In Baghdad, U.S. commanders emphasized selected statistics to put the best face on the war, telling reporters that the number of suicide car-bomb attacks during the last week of July was the lowest since April. That showed "the tempo is decreasing," said Air Force Brigadier General Donald Alston, the command's spokesman. "This is not an expanding insurgency."

That depends on how you count. The Marines were killed not by suicide bombers but by the ubiquitous improvised explosive devices that remain the deadly bane of military patrols. The frequency and virulence of different kinds of attacks have ebbed and flowed, but since the beginning of the year, the average number of insurgent attacks has remained at a steady 60 to 65 a day. And what's happening in Iraq is no longer about just raw numbers. The sophistication, explosive power and lethality of the bombs that detonate have increased dramatically. Defense Department officials believe the explosive device that destroyed the 26-ton Marine amphibious assault vehicle consisted of three antitank mines stacked one on top of another and buried in the road. Also, U.S. intelligence officials say, insurgents have begun using shaped bombs, which concentrate the blast to pierce armor, and setting secondary devices to detonate when explosive-ordnance-disposal personnel arrive at the scene--tactics used to great effect by Hizballah in Lebanon against Israeli forces. Insurgent bombers constantly monitor and test the range of U.S. electronic jammers to try to detonate explosives outside the jammers' reach. The rebels are increasing payloads in car bombs to as much as 1,000 lbs. and armoring their vehicles so that soldiers at checkpoints can't stop them with small-arms fire. The enemy is, in the words of a recently returned Iraq veteran, disciplined, professional and constantly evolving.

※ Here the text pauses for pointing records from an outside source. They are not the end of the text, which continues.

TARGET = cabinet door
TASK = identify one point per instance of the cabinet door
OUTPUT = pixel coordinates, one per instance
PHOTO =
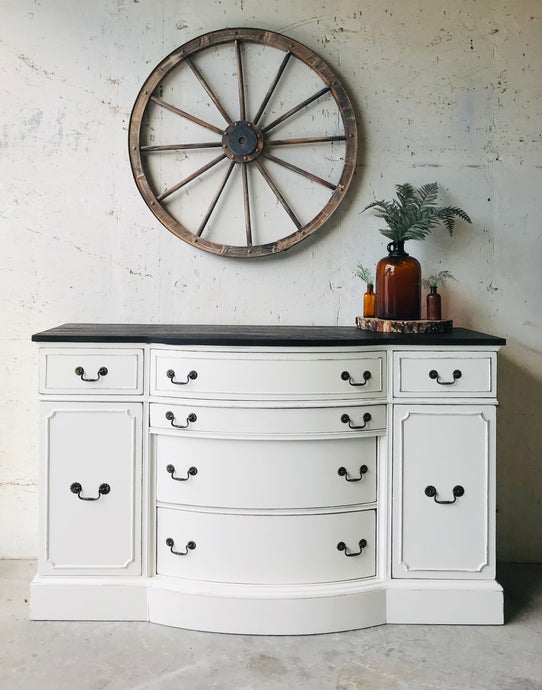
(91, 477)
(444, 491)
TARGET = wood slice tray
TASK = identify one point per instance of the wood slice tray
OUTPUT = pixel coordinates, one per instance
(392, 326)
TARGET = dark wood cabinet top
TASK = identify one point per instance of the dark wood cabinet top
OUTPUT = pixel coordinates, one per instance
(175, 334)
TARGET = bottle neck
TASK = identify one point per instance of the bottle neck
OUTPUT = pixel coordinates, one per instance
(397, 248)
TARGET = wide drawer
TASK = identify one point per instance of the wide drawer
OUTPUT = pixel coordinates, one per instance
(447, 374)
(261, 421)
(96, 370)
(249, 473)
(266, 549)
(267, 375)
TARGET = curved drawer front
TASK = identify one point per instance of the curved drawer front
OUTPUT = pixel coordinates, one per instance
(267, 375)
(196, 418)
(260, 549)
(239, 473)
(450, 374)
(83, 370)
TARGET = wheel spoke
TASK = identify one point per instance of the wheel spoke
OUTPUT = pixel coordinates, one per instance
(297, 108)
(300, 171)
(181, 147)
(271, 89)
(248, 225)
(267, 177)
(209, 91)
(214, 201)
(182, 113)
(191, 177)
(240, 80)
(305, 140)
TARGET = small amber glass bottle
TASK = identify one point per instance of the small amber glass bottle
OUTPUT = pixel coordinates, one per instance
(433, 304)
(369, 300)
(398, 285)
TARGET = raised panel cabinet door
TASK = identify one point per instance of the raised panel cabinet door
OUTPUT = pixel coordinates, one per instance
(444, 491)
(91, 488)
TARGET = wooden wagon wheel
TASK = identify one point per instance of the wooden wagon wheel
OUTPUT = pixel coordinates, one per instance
(245, 140)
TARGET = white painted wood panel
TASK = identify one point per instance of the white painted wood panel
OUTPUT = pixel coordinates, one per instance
(124, 371)
(272, 549)
(267, 375)
(92, 444)
(444, 446)
(261, 421)
(245, 473)
(477, 374)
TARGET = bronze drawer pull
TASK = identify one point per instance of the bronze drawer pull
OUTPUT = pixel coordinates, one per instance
(345, 419)
(103, 489)
(102, 371)
(342, 547)
(433, 374)
(190, 546)
(346, 377)
(171, 418)
(189, 377)
(192, 471)
(343, 472)
(431, 492)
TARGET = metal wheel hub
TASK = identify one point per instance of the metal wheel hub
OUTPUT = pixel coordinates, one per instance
(242, 141)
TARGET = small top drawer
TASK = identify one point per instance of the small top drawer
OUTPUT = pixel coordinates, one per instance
(267, 375)
(445, 374)
(96, 370)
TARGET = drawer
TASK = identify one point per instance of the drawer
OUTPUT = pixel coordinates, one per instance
(265, 549)
(96, 370)
(267, 375)
(446, 374)
(265, 474)
(196, 418)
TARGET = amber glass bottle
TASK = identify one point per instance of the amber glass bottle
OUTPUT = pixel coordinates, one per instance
(398, 285)
(369, 299)
(433, 304)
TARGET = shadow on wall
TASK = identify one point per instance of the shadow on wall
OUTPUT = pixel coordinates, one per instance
(519, 463)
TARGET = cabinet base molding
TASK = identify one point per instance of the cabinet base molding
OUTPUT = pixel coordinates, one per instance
(266, 611)
(90, 599)
(452, 603)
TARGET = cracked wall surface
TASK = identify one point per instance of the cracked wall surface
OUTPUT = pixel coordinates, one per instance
(444, 91)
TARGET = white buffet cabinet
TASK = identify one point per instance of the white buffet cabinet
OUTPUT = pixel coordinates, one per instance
(270, 480)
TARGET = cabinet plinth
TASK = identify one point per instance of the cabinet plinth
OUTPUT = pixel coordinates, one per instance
(311, 481)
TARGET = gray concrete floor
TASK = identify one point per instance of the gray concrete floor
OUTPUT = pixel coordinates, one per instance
(142, 656)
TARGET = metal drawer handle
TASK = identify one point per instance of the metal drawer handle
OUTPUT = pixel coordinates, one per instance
(171, 418)
(345, 419)
(346, 377)
(343, 472)
(457, 491)
(102, 371)
(192, 471)
(190, 377)
(190, 546)
(103, 489)
(433, 374)
(342, 547)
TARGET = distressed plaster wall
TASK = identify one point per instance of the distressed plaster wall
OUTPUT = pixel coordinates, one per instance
(446, 91)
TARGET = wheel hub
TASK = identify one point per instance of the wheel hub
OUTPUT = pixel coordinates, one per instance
(242, 141)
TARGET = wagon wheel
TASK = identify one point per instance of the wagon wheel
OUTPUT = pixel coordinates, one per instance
(244, 143)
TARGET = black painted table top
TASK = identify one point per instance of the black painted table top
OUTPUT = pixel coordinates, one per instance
(176, 334)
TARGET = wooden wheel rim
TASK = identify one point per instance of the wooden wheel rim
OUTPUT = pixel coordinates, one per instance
(274, 40)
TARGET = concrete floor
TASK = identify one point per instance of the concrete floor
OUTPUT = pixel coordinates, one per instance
(142, 656)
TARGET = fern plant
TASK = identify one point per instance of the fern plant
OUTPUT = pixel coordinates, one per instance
(365, 274)
(437, 279)
(414, 214)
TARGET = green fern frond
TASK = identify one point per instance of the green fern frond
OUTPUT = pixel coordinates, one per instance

A special Pentagon task force with 150 ordnance experts has been operating since October 2003 to try to outwit the bombers. They have sent $460 million worth of electronic jamming equipment to Iraq to disrupt the remote devices that insurgents use to detonate bombs. Predator drones, robot bomb detectors and dogs have been deployed to sniff out explosives. "Hunter-killer" teams from the task force roam Baghdad in armored vehicles equipped with optical and laser devices to fry any bombs that are found. "This is a pro team of terrorists we're facing in Iraq, and we're working every day to beat them," says Lieut. Colonel Ernest Benner, a former operations chief of the task force, whose budget this year totals $1.4 billion. "But there are no silver bullets."